Do you recommend medium-high, or high heat for the steak?

Lynn C.

Hi Margo -

Medium-high heat should be hot enough on most stovetops. If you find you aren't getting the browning you'd like, feel free to increase to high.

Best,
The Milk Street Team

Paul J.

Made the red Chimichurri and had it with a grilled steak - it was really good. Before I put it on the steak, I tasted it - at first I thought it was going to be too spicy and overpower the steak - but, it really was great with the meat. I let the chimichurri sit in refrigerator overnight before using it - thought that helped the flavors meld. Have some sauce leftover - might try it on some grilled chicken or pork chop. Very good sauce - will make again - nice to have a red variation.

Lauri E.

Thank you for your comment! Your comment is currently under moderation and will appear shortly.

Teresa J.

I just watched you and your staff make this today. However, the way you made it on tv and the recipe don't match. For example, on tv, you recommended a 2" steak and to do reverse searing which really interested me. However, when I went to our meat store, the butcher said all the steaks recommended on the formula were thin steaks. Also, the formula didn't mention reverse searing at all. Nor were the seasonings on the formula the same as the ones you used on tv. I wish I could rewatch to refresh my memory now. How about matching the formula with the tv method?
Thanks,
Teresa Jones

Lynn C.

Hi Teresa - This steak and chimichurri recipe is from our Cookish cookbook and is meant to be quicker, stovetop version of the one we did on TV. You can find the TV recipe here - https://www.177milkstreet.com/recipes/grilled-oven-strip-steak-chimichurri-argentina.

Best,
The Milk Street Team

David G.

We saw the show last night where Chris and Bianca made Strip Steak with Red Chimichurri. Did a search on your site, found this, but the ingredients looked different. After reading the comments, I discovered that it's not the same recipe, it's a similar, shortcut version. I want to make the one I saw demonstrated on TV, not a shortcut version, and I'm glad I figured it out and didn't waste my money buying expensive ingredients only to find out I wasn't making what I thought I was making.

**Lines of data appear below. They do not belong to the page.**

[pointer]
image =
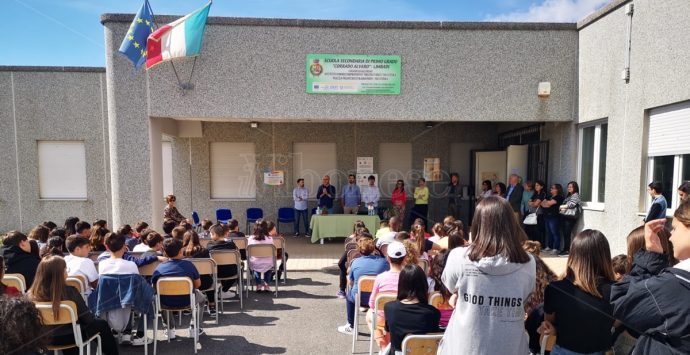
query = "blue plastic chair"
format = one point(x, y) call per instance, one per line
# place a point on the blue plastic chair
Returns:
point(196, 220)
point(223, 215)
point(286, 215)
point(253, 214)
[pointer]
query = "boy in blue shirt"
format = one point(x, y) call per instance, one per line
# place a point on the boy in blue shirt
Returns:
point(176, 266)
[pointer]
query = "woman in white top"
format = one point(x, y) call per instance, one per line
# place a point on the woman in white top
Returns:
point(490, 279)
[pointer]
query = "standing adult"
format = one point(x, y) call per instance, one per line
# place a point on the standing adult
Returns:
point(490, 280)
point(536, 233)
point(421, 203)
point(553, 218)
point(371, 194)
point(572, 201)
point(170, 213)
point(658, 208)
point(351, 196)
point(514, 195)
point(300, 195)
point(454, 195)
point(399, 199)
point(684, 191)
point(325, 194)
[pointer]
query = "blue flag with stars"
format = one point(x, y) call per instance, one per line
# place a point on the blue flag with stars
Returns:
point(134, 44)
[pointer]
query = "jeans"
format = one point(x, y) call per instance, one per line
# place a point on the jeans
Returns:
point(557, 350)
point(268, 275)
point(304, 216)
point(553, 231)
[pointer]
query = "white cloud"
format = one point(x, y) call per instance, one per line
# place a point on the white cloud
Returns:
point(552, 11)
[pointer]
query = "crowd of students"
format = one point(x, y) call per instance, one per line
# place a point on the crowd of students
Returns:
point(499, 297)
point(46, 264)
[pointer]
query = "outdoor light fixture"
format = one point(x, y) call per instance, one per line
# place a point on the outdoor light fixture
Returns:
point(544, 89)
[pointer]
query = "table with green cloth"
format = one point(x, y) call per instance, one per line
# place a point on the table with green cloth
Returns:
point(339, 225)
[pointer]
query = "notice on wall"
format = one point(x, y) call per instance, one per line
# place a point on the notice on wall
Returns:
point(365, 165)
point(432, 169)
point(274, 178)
point(363, 179)
point(353, 74)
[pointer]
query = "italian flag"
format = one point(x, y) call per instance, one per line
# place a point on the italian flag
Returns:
point(182, 38)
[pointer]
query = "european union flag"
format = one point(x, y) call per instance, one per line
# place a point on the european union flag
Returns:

It's really confusing that you have two recipes that are so close to one another on this site. Maybe you should put a big warning at the top of this recipe that it's not the same one as the one that was on TV, or change the name to make it apparent they're different.

Kiki H.

Ditto what they said. I actually subscribed to your online store to get the recipe I just watched. Immediately I realized it was not the same recipe at all. Sadly, once again consumer being fooled into paying for a subscription that duped me!

Carol J.

Shame on you for not giving the correct recipe from the show! I too was duped into buying a subscription thinking I could get "THE" recipe!! NOT HAPPY!

Lynn C.

Hi All -

If you are subscribers to the website you should have access to both recipes. The recipe linked from the TV website is the recipe featured on the show - Oven-Perfect Strip Steak with Chimichurri. Please let us know if you are accessing the recipe in another way that needs to be fixed and I will contact our web team to resolve it. Thank you!